With panting breaths, she opened the glove compartment and removed a 9mm gun.

“I’m going in alone.” He drew a pistol from one of the many holsters he wore. “Stay in the car.”

“Not happening.”

After spending three months together, their power exchanges had fizzled into a laughable waste of time. He barked orders. She barked back. Then he stormed off, grumbling about how he should’ve never taken this job. Which he did now as he slid out of the jeep, tossed a backpack over his shoulder, and crept up the hill with his gun raised.

The sun beat down on her neck as she followed behind him. Then they separated, seeking the concealment of the pillars on either side of the gate. The gun rattled in her hands, and the atmosphere was so dry it burned her lungs.

Beyond the heavy black bars sat clumps of simplistic, boxy structures made of stone. A passage of archways cut through the largest building at the center. Two wings of corridors spread out from there, connecting smaller, one-room buildings. No doors. No bars or glass on the windows. And from this vantage, there didn’t appear to be a roof on the main belfry.

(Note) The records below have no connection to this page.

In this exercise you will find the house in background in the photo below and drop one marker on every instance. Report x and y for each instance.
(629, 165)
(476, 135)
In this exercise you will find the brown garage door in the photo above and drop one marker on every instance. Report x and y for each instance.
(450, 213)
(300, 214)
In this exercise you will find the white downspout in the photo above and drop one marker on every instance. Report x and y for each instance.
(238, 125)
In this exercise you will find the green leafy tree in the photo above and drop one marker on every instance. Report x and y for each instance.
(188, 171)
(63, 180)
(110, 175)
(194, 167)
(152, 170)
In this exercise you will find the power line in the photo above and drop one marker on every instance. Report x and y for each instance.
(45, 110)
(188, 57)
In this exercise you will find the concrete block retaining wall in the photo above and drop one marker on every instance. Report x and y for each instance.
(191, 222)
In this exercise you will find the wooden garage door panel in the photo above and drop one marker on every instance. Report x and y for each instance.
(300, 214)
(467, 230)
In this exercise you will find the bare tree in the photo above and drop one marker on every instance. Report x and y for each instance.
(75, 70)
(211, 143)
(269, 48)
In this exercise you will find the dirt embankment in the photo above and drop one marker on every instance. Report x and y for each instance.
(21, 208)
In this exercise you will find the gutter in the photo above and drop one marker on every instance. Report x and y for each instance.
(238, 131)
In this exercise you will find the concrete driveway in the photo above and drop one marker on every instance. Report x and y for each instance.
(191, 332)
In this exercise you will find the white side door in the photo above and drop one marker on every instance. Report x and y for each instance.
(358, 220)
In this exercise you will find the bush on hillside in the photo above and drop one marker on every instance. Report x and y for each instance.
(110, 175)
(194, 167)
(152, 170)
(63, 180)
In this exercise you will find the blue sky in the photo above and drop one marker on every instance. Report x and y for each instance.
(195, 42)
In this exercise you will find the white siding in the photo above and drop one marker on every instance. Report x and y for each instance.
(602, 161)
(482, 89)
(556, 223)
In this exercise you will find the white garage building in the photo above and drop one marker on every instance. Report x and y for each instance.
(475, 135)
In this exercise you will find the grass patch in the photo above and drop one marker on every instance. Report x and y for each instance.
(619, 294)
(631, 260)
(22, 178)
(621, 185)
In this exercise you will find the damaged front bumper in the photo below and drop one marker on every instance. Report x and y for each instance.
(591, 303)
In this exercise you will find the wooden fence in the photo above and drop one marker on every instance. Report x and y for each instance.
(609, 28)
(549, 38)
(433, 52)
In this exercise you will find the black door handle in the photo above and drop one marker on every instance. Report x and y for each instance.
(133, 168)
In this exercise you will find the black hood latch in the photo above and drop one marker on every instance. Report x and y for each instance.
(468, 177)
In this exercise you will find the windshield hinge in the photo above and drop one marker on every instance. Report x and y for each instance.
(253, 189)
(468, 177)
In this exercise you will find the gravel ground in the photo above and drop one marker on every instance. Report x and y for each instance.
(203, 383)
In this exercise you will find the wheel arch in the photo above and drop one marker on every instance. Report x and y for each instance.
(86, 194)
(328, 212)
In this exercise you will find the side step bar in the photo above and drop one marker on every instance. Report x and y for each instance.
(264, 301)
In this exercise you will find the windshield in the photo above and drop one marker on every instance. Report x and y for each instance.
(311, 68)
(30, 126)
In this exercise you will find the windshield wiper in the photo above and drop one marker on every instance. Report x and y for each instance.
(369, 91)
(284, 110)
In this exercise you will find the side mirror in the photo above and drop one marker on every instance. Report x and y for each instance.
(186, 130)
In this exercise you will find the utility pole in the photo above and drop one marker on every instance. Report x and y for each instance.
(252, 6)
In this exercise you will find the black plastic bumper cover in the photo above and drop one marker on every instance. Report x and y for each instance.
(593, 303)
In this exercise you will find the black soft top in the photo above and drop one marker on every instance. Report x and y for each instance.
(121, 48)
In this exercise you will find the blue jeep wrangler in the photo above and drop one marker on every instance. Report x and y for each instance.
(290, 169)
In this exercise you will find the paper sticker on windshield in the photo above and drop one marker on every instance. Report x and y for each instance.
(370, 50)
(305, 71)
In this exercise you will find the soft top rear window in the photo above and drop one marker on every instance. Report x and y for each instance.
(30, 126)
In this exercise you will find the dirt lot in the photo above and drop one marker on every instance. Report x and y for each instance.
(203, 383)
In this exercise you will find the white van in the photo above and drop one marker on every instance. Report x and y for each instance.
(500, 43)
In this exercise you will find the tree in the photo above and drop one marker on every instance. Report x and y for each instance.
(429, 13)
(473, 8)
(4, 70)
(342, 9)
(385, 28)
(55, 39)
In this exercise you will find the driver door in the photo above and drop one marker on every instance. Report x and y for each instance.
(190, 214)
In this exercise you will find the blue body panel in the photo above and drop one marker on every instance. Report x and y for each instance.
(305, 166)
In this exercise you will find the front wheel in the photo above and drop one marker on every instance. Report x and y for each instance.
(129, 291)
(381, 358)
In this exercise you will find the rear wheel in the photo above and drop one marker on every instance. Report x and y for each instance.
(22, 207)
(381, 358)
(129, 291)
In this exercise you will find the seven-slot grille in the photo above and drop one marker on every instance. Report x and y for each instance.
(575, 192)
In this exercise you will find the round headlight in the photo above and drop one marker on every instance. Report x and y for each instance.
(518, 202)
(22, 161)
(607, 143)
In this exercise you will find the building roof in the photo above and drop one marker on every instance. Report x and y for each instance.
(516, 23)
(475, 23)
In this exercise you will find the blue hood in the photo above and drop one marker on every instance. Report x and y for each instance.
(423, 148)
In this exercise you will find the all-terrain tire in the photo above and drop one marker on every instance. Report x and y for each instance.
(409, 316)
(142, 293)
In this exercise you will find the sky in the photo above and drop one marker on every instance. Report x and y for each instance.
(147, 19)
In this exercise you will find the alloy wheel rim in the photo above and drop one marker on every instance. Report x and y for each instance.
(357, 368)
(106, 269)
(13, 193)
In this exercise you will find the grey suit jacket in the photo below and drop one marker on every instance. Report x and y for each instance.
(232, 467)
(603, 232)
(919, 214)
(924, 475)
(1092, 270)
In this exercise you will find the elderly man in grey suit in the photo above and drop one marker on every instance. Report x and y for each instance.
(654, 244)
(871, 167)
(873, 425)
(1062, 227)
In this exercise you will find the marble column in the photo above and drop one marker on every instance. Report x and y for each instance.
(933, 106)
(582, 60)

She scanned the perimeter. No cars. No people. No signs of life whatsoever.

Her gaze locked with Cole’s where he stood on the other side of the gate.

No one, she mouthed.

Muscles bounced along his jaw, and his shoulders loosened. The disappointment on his face made her stiffen. He’d already decided they had the wrong location.

“I’m not leaving until I look around.” She stayed alert as she sidled through the two-foot opening in the sagging double gate.

Arms locked in front of her with the gun trained, she made her way to the ruins on silent feet. Cole trailed at a distance as she crept through the largest building.

The scent of dust and baked earth permeated the air. Loose gravel crunched beneath her boots, and birds took flight in the open rafters. Very few plants grew in this region, but something twiggy and leafless had vined its way up the stone walls toward the open sky.

The altars and benches and pots were long gone. There was nothing. No indication that anyone had been here in decades.

Desperate and tense, she continued moving, passing through the decaying corridors and rooms that would’ve slept rows of monks on spartan beds. A century later, this monastery only housed families of birds. Nests made of spindly shrubs lined what was left of the rooftops.

She searched everywhere for a hidden door, a basement, someplace that could house a prisoner. When her quest brought her back to the main tower, she let her head fall back on her shoulders and stared at the pale sky peeking through the rafters.

Why isn’t he here?

She’d been so certain. So damn amped up with hope.

The thud of her heart drummed in her ears, growing stronger, louder in the silence.

A silent, unified heartbeat in the midst of devastation.

A tear trickled from her eye. Then more fell, tracing sluggish, crooked lines down her cheeks and clinging to her throat.